Probleem: Onderzoek op universiteiten heeft prioriteit. Onderwijs is voor veel docenten een vervelende onderbreking.
Mogelijke oplossing: Doceer bacheloropleidingen vanuit een apart onderwijs instituut, met docenten die zich vooral met onderwijs bezig houden.
Dit is dus het meest belachelijke wat je aan een universiteit kan voorstellen. Dat onderwijs en onderzoek losgekoppeld worden. De pracht van het academisch onderwijs is dat er een koppeling is tussen de laatste vindingen op het gebied van onderzoek en het onderwijs. Dat studenten daar van kunnen genieten. En dat ze zelf daardoor een academische attitude door kunnen ontwikkelen.
Probleem: De wijze van onderwijs is tamelijk ouderwets.
Mogelijke oplossing: Zet in op zogenoemd blended learning, waarbij fysieke aanwezigheid wordt afgewisseld met onderwijs op afstand: online colleges en laboratoria.
Dit is ook heel triest. Hoe durven ze dit te zeggen. Tamelijk ouderwets? Wat is er mis met een goede docent met een krijtje? Sinds Pythagoras, sinds Newton, sinds Feynman, sinds Einstein wordt er college gegeven met een krijtje. Ik vermoed dat niemand in de Wetenschappelijke Raad voor het Regeringsbeleid ooit weleens aan 200 studenten college heeft gegeven, met een krijtje. En nu komen ze met al deze flauwekul.

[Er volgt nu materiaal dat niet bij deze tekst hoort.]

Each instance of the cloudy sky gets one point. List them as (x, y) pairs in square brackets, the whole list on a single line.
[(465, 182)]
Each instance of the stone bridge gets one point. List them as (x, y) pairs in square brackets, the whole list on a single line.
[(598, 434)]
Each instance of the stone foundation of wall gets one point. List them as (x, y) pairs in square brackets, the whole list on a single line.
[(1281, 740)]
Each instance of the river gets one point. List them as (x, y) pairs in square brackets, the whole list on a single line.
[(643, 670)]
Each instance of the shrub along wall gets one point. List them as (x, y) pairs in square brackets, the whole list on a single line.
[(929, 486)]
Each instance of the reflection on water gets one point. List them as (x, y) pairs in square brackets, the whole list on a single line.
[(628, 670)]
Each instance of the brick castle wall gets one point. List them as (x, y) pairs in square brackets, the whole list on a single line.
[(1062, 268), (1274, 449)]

De bovengenoemde issues zijn de zogenaamde manco’s van ons wo-onderwijssysteem. Ja, volgens die Wetenschappelijke Raad voor het Regeringsbeleid. Tenenkrommend. Zo gaat dat dus! ‘Naar een lerende economie’. Ik hoop dat ze nog een hele lange weg te gaan hebben en onderweg nog heel veel gaan leren.